I messed up. I do it all the time. I don’t get down about it, I try to learn from it. Below are five stocks that have been on huge runs and my reasoning behind not owning them. Hopefully we both can learn something from reviewing this.

$SNAP – up 191%

I love owning social networks. They are cheap dopamine. I just missed on owning Snapchat. I didn’t fully understand it (still don’t). But Snapchat has a lot to love. AR/VR driven company. Clear monetization path. Young founder-led business. Young user base.

$FTCH – up 416%

Farfetch is a match made in heaven for me. I LOVE marketplaces, founder led businesses, e-commerce and high margin businesses. Yet, I don’t own Farfetch. Farfetch has so much going for it, but I just don’t get the luxury market. I keep thinking “what if people stop buying these stupid expensive things?” which is a dumb thought. It is dopamine driven and a part of our culture. But, I just can’t pull the trigger… yet!

$TSLA – up 551%

The ultimate enigma. I think it is a bubble, but I’ve been wrong before. Tesla is disruptive and if they do show huge optionality, valuation metrics can flip quickly. But the risk reward just doesn’t make sense now. Betting against Elon is generally a bad idea.

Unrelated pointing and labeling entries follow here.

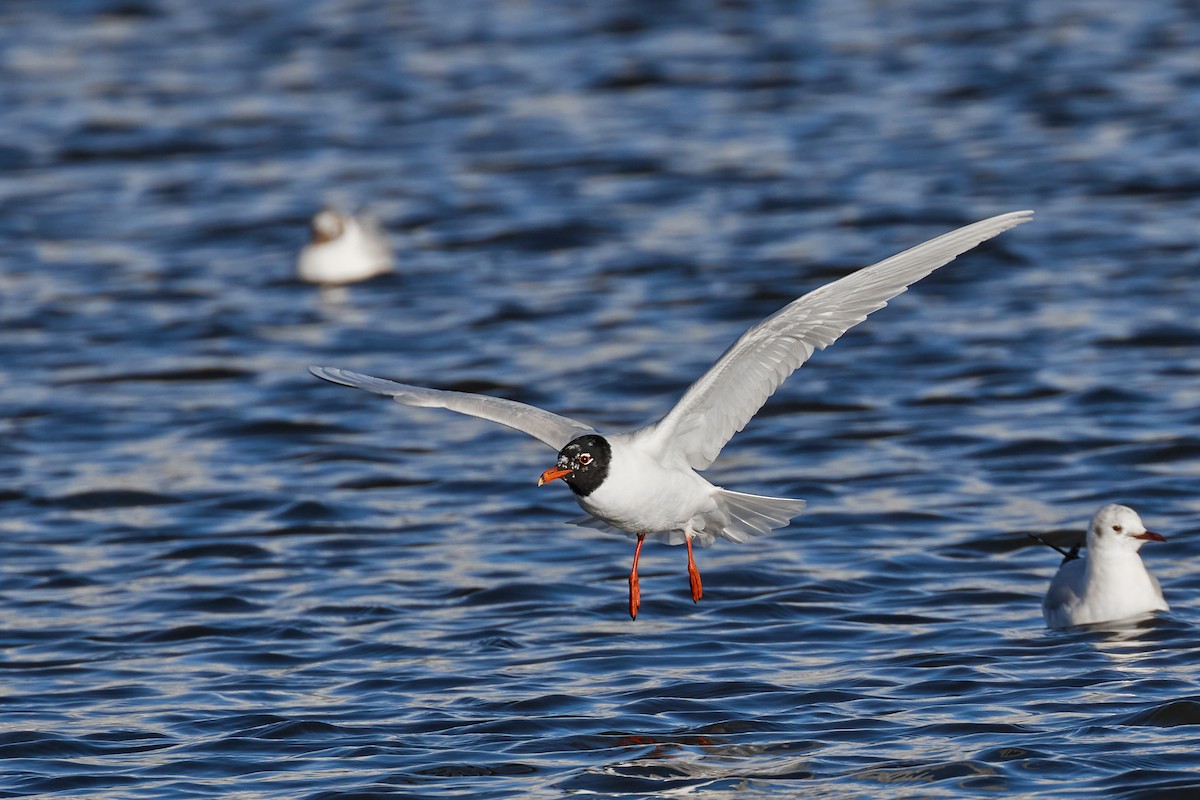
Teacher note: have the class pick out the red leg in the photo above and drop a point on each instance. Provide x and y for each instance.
(697, 590)
(635, 590)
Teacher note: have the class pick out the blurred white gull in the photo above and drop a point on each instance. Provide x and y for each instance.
(343, 248)
(1111, 583)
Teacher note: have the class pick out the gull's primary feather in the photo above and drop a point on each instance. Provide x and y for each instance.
(724, 400)
(550, 428)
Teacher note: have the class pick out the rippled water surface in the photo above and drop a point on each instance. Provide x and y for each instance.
(223, 578)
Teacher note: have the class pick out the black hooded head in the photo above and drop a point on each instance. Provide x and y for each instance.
(588, 458)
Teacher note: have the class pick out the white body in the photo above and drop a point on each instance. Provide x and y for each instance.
(652, 486)
(1111, 583)
(343, 250)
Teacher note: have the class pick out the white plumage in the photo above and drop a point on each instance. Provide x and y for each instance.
(1111, 583)
(343, 248)
(646, 482)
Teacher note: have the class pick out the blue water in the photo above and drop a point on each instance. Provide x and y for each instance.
(223, 578)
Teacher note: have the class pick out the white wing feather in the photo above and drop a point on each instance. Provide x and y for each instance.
(550, 428)
(732, 391)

$LMND – up 164% since IPO in June 2020

This stock has gone up so much that Citron shorted it in order to hold on to their bear card. Lemonade has a strong brand, is data driven and growing like crazy. My problem is that I can’t tell what is legit. Every insurance company is data driven, is Lemonade really worth the high premium?

$ROKU – up 250%

Roku is the kind of company that gets more and more impressive as you look into them. At first Roku sort of seems like just another hardware company, but it’s so much more than that. The problem is that Roku is a middleman with an extremely rich valuation. Given Roku’s past, I’d guess this problem is overblown.

Across these stocks, I see some commonalities in why I don’t own them. The first link is valuation. All of these stocks are expensive in really any way you look at it. I don’t mind buying expensive stocks, but everything has to be in its right place. I don’t mind paying up for Shopify, because everything checks out. The second commonality I see is that on most of these, I didn’t fully get the business ($FTCH, $SNAP and $ROKU). In some ways, this is good! You shouldn’t own businesses you don’t understand. I can understand these businesses, I’ve just chosen not to put in the effort. I was lazy and missed out on the gains.

I didn’t make this list to make you feel bad about yourself if you don’t own them. I don’t own any of these. These are interesting businesses that deserve your attention. Great businesses run longer and faster than you could ever imagine. Just because a business has been on a wild run doesn’t mean you are too late. I probably should own at least one of the stocks on this list and in time I think I will. Let’s learn from our mistakes. You aren’t too late. In fact, you are probably early.